こうしたなか、一方的で理不尽な苦情を聞きながら、「着地点」を見出せないまま、クレーマーと対峙しなければならない現場の苦労と疲弊は、想像を絶するものがあります。

 先日、飲食店の倒産件数が過去最高であると報じられました。その背景に「人手不足」があることは間違いありません。

 人手不足を招いているのは、少子高齢化だけではありません。
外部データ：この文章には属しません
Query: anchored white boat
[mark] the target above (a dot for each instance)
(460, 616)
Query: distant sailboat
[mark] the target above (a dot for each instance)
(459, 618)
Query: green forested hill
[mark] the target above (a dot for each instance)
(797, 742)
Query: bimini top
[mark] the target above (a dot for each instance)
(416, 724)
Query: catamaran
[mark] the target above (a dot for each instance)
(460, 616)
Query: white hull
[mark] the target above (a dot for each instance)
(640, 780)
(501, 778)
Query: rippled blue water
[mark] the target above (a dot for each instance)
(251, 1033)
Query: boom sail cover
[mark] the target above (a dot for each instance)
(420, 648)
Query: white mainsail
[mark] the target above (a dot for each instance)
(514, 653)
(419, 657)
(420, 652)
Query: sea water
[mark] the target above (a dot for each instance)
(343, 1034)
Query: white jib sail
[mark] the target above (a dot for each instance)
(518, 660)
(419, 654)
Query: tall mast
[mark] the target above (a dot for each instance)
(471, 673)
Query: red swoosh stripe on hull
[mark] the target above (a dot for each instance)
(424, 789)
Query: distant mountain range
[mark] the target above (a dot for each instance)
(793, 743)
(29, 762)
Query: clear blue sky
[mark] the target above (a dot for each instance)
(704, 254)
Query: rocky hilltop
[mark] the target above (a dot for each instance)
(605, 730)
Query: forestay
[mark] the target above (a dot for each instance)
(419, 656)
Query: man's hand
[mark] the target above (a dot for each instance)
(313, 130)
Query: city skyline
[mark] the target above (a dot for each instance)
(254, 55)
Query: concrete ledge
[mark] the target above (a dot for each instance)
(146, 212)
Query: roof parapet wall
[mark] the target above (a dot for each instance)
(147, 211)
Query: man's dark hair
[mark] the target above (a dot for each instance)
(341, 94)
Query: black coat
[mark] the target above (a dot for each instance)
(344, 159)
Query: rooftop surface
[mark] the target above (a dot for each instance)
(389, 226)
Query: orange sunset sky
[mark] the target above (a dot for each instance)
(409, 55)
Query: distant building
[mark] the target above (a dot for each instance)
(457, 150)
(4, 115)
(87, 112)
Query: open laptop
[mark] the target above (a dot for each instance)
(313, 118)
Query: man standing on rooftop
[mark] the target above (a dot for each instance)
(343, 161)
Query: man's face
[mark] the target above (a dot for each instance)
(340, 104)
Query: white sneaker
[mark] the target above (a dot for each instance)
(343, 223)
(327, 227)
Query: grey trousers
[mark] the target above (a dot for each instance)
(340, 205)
離職率が高いことも見逃せないでしょう。そして、離職理由の1つになっているのが、まさにカスハラなのです。

 飲食店に限らず、人手不足が深刻化するなかで、カスハラ対策は企業にとって喫緊の課題といえるでしょう。

 悪質クレームを野放しにすれば、従業員のメンタルヘルスに悪影響を及ぼし、長時間労働につながり、その結果、人材の流出を引き起こします。

組織が一丸となって対応するための「断る技術」

 もはや、従来の「お客様第一主義」だけでは担当者の身はもたないし、企業としても立ち行かなくなってきています。
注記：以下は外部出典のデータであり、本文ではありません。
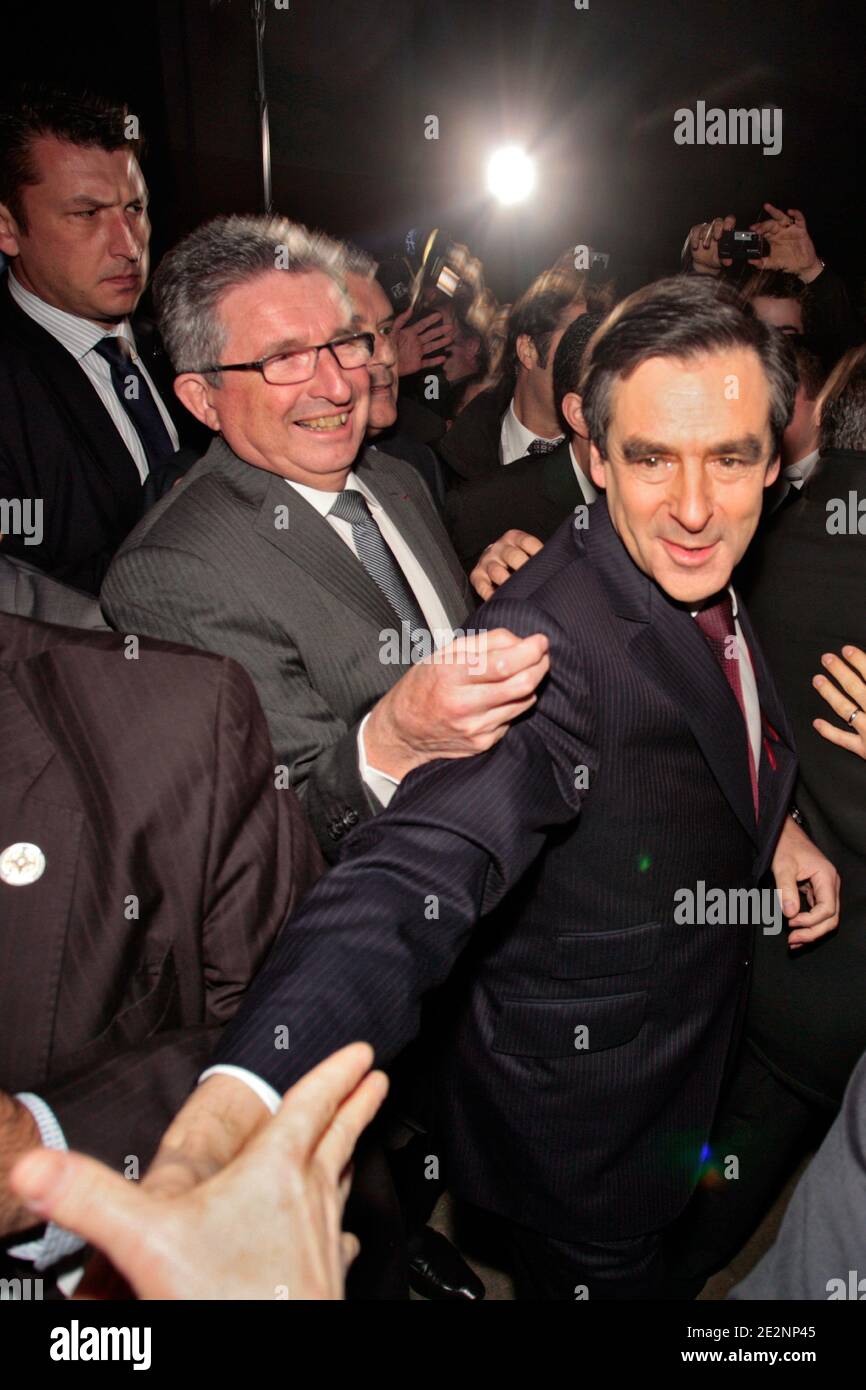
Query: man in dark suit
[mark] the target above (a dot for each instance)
(28, 592)
(320, 566)
(537, 492)
(146, 866)
(85, 432)
(805, 1025)
(588, 1019)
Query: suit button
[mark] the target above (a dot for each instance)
(21, 865)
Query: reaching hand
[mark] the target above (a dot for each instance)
(798, 861)
(459, 702)
(791, 248)
(264, 1226)
(704, 242)
(501, 559)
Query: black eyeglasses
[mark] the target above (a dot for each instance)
(289, 369)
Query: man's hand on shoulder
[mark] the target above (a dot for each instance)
(459, 702)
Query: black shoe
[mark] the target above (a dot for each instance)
(438, 1271)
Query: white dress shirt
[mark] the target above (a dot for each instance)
(79, 337)
(515, 438)
(799, 473)
(381, 784)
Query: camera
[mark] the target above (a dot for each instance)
(742, 246)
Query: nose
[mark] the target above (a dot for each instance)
(691, 498)
(125, 239)
(331, 380)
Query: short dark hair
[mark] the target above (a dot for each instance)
(843, 403)
(29, 111)
(681, 317)
(537, 314)
(569, 357)
(811, 371)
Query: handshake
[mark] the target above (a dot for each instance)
(783, 238)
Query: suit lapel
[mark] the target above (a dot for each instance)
(559, 483)
(38, 808)
(66, 382)
(310, 542)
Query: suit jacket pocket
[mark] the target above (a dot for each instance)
(588, 955)
(132, 1026)
(567, 1027)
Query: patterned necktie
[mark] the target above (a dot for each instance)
(377, 558)
(720, 633)
(136, 399)
(544, 445)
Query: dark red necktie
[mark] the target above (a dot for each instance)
(719, 630)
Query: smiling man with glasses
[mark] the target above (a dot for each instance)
(299, 552)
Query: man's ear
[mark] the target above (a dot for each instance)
(527, 352)
(195, 392)
(574, 416)
(9, 232)
(597, 466)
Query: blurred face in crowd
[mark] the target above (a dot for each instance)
(786, 314)
(540, 380)
(374, 314)
(84, 248)
(312, 431)
(687, 467)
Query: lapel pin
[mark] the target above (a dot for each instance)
(21, 865)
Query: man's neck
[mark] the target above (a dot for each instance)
(533, 414)
(106, 325)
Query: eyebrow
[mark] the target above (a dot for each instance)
(748, 445)
(88, 200)
(296, 345)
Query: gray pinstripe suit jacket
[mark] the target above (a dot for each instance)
(209, 566)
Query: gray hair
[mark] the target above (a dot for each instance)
(356, 262)
(218, 256)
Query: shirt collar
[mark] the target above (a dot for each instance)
(583, 481)
(77, 335)
(324, 501)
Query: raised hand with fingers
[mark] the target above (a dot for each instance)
(267, 1225)
(791, 248)
(848, 702)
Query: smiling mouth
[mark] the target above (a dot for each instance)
(690, 553)
(324, 423)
 また、従業員が安心して働ける環境を整えることが、CSにもつながることを理解していただきたいと思います。

 ところが、クレーム対応を「現場まかせ」にしている企業が少なくありません。現場任せのクレーム対応は、カスハラを誘発しやすく、担当者の疲労感はさらに加速。ドミノ倒しのように離職者が相次ぐなど、企業の存亡にかかわる事態を招きかねません。

 カスハラ時代のクレーム対応としては、担当者一人ひとりがクレーム対応のスキルを身につけるだけでなく、組織として「仕組み」をつくっていくことが重要です。

 問題解決のために組織がワンチームになって取り組み、一気通貫の仕組みをつくれば、終わりがないように感じる「悪質クレームのトンネル」からも必ず抜け出すことができるのです。

 この連載では、巷にあふれる「自己中(ジコチュウ)で、非常識なクレーマー」「なかなか納得しない、面倒なクレーマー」「得体の知れない、隣のモンスター」に対して、誰でもできるシンプルな対応方法を解説していきたいと思います。